The inaugural Auckland Fashion Festival will comprise a runway show on March 16 and a designer garage sale the following weekend.
The Stewarts say they are deliberately starting out small, aiming to gradually bring sponsors and the fashion community up to speed with the concept and build it over three years.
This is in contrast with a press release they issued in October that said the festival would involve "a number of fabulous events from red carpet gala fashion shows to exhibitions and seminars".
Fashion news website frontrowdiary.com also reported the festival would include "group and solo fashion shows, designer after parties, fashion films, seminars (including top international fashion heads), wedding shows, garage sales, student shows, beauty events and more".
Myken Stewart said the event had been in the pipeline for some years, based on the model of Melbourne's fashion festival held at the same time of year, but 2010 was never intended to be more than the one show of designers' autumn/winter collections plus the garage sale.
"We have always planned that it will be bigger than this but it needs a whole year of people understanding exactly what it is to make that happen."
They would have conducted a soft launch closer to Fashion Week in September, she claimed, but for a bizarre series of events late last year.

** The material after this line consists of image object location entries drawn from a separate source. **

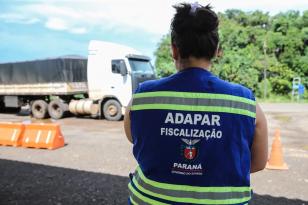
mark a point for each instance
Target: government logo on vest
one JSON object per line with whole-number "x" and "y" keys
{"x": 190, "y": 151}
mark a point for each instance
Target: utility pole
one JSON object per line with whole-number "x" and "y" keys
{"x": 265, "y": 67}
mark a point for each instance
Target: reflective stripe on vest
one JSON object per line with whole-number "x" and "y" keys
{"x": 188, "y": 101}
{"x": 187, "y": 194}
{"x": 136, "y": 198}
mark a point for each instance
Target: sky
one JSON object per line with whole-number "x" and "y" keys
{"x": 35, "y": 29}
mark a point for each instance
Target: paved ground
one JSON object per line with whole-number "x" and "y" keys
{"x": 92, "y": 168}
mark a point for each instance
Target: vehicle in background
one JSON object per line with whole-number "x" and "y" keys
{"x": 100, "y": 86}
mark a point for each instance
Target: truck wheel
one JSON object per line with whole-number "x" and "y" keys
{"x": 39, "y": 109}
{"x": 112, "y": 110}
{"x": 57, "y": 109}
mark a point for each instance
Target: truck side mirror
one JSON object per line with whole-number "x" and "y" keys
{"x": 118, "y": 66}
{"x": 123, "y": 69}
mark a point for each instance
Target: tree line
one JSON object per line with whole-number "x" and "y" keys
{"x": 258, "y": 50}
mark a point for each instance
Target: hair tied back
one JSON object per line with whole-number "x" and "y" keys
{"x": 193, "y": 7}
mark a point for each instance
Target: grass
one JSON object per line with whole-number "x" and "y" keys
{"x": 281, "y": 99}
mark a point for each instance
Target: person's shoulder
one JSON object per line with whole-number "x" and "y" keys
{"x": 235, "y": 89}
{"x": 154, "y": 85}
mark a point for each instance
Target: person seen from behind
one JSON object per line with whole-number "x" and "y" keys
{"x": 196, "y": 137}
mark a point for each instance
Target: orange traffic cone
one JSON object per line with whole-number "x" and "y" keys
{"x": 276, "y": 159}
{"x": 43, "y": 135}
{"x": 11, "y": 133}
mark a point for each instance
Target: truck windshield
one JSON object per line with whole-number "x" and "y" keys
{"x": 140, "y": 65}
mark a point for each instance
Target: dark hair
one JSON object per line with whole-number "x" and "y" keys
{"x": 194, "y": 31}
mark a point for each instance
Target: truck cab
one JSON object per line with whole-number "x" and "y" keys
{"x": 114, "y": 73}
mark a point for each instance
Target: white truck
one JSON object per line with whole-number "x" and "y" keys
{"x": 100, "y": 86}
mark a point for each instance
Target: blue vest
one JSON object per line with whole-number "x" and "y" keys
{"x": 192, "y": 134}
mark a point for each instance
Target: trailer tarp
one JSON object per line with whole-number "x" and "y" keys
{"x": 62, "y": 69}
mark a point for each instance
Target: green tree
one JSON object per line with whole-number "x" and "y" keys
{"x": 254, "y": 42}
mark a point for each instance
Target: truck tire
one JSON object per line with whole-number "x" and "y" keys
{"x": 39, "y": 109}
{"x": 2, "y": 106}
{"x": 112, "y": 110}
{"x": 57, "y": 109}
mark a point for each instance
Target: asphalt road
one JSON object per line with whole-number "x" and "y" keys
{"x": 93, "y": 166}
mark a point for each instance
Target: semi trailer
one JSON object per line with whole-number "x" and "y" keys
{"x": 99, "y": 86}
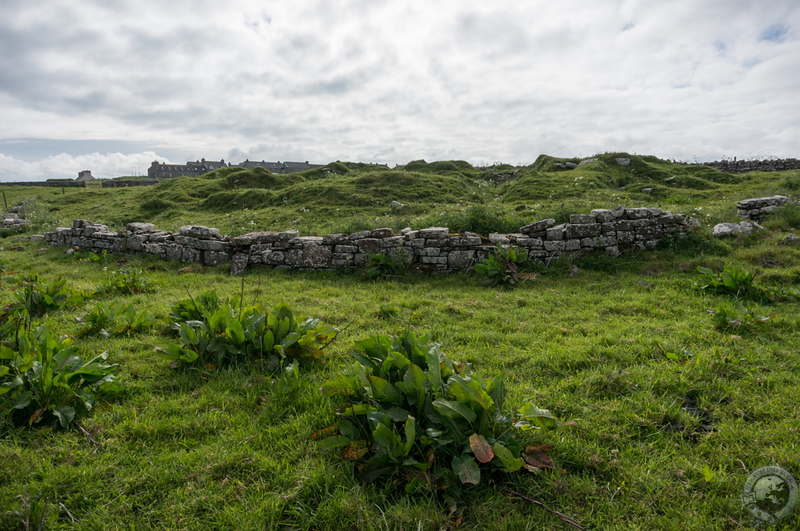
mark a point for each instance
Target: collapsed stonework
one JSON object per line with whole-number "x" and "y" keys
{"x": 432, "y": 249}
{"x": 758, "y": 208}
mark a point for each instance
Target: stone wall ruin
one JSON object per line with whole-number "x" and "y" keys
{"x": 432, "y": 250}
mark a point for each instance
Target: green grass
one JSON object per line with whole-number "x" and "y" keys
{"x": 647, "y": 440}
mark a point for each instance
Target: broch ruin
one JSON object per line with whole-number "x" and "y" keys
{"x": 433, "y": 249}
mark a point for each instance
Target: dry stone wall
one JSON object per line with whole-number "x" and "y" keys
{"x": 433, "y": 249}
{"x": 745, "y": 166}
{"x": 759, "y": 207}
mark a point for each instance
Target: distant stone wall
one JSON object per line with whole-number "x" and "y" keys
{"x": 432, "y": 250}
{"x": 744, "y": 166}
{"x": 57, "y": 184}
{"x": 758, "y": 208}
{"x": 124, "y": 183}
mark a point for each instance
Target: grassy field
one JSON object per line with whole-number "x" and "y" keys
{"x": 662, "y": 415}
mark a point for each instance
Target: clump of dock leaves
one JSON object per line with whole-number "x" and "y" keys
{"x": 44, "y": 380}
{"x": 411, "y": 415}
{"x": 215, "y": 333}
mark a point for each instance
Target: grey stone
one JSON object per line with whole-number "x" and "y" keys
{"x": 329, "y": 239}
{"x": 345, "y": 249}
{"x": 317, "y": 257}
{"x": 200, "y": 232}
{"x": 392, "y": 241}
{"x": 602, "y": 215}
{"x": 369, "y": 245}
{"x": 294, "y": 258}
{"x": 499, "y": 239}
{"x": 722, "y": 230}
{"x": 576, "y": 219}
{"x": 140, "y": 227}
{"x": 460, "y": 259}
{"x": 213, "y": 258}
{"x": 434, "y": 232}
{"x": 239, "y": 263}
{"x": 582, "y": 231}
{"x": 381, "y": 233}
{"x": 555, "y": 233}
{"x": 539, "y": 226}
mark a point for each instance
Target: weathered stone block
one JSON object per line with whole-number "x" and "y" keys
{"x": 434, "y": 232}
{"x": 554, "y": 246}
{"x": 556, "y": 233}
{"x": 539, "y": 226}
{"x": 273, "y": 257}
{"x": 200, "y": 232}
{"x": 650, "y": 233}
{"x": 625, "y": 237}
{"x": 191, "y": 255}
{"x": 345, "y": 249}
{"x": 136, "y": 242}
{"x": 294, "y": 258}
{"x": 239, "y": 263}
{"x": 381, "y": 233}
{"x": 499, "y": 239}
{"x": 369, "y": 245}
{"x": 463, "y": 241}
{"x": 428, "y": 251}
{"x": 579, "y": 219}
{"x": 335, "y": 239}
{"x": 392, "y": 241}
{"x": 582, "y": 231}
{"x": 437, "y": 260}
{"x": 213, "y": 258}
{"x": 140, "y": 227}
{"x": 154, "y": 248}
{"x": 317, "y": 257}
{"x": 460, "y": 259}
{"x": 305, "y": 241}
{"x": 603, "y": 215}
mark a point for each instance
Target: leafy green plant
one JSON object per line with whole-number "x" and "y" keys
{"x": 37, "y": 298}
{"x": 384, "y": 264}
{"x": 127, "y": 282}
{"x": 122, "y": 319}
{"x": 501, "y": 267}
{"x": 224, "y": 335}
{"x": 196, "y": 308}
{"x": 731, "y": 281}
{"x": 410, "y": 413}
{"x": 739, "y": 319}
{"x": 44, "y": 380}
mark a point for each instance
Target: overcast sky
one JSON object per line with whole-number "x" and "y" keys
{"x": 111, "y": 85}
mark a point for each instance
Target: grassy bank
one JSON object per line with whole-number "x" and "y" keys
{"x": 662, "y": 415}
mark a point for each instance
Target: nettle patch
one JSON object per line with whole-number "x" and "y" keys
{"x": 409, "y": 414}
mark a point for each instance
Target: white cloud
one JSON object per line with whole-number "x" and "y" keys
{"x": 64, "y": 166}
{"x": 396, "y": 81}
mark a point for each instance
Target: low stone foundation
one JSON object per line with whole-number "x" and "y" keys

In November, social pages regular Pearl Going invited a select group of designers and media to a mysterious Waiheke Island launch of some new fashion awards. It was apparently linked to a fashion event Going had planned for this month.
Stewart said the Fashion Week organisers had to act because the situation was confusing the market. "We were always doing Fashion Festival long before she turned up.
"We really needed to pull finger and make sure that we got out there and did our show."
Just before Christmas, Air New Zealand dropped its naming rights sponsorship of Fashion Week after six years, but Stewart said Fashion Festival was completely separate and was not affected.
They were working in conjunction with Melbourne and in future years would share international speakers and promote each other's designers, she said.
They had been keen to align with Auckland Cup Week at Ellerslie but the timing clashed with Melbourne. "The reality is it's much more important for us to work in with a similar event so we can share resources."
The show had had limited publicity but that was a deliberate strategy, because there were only 700 tickets available for the March 16 designer show, she said.
Around 300 tickets had already been sold to the show, at which labels including Adrian Hailwood, Annah Stretton, Barkers, Kate Sylvester, Moochi, Trelise Cooper and Zambesi will show examples of their latest collections.
It is free for designers to take part. Stewart said the festival was a retail event that provided opportunities for the entire fashion and beauty sector.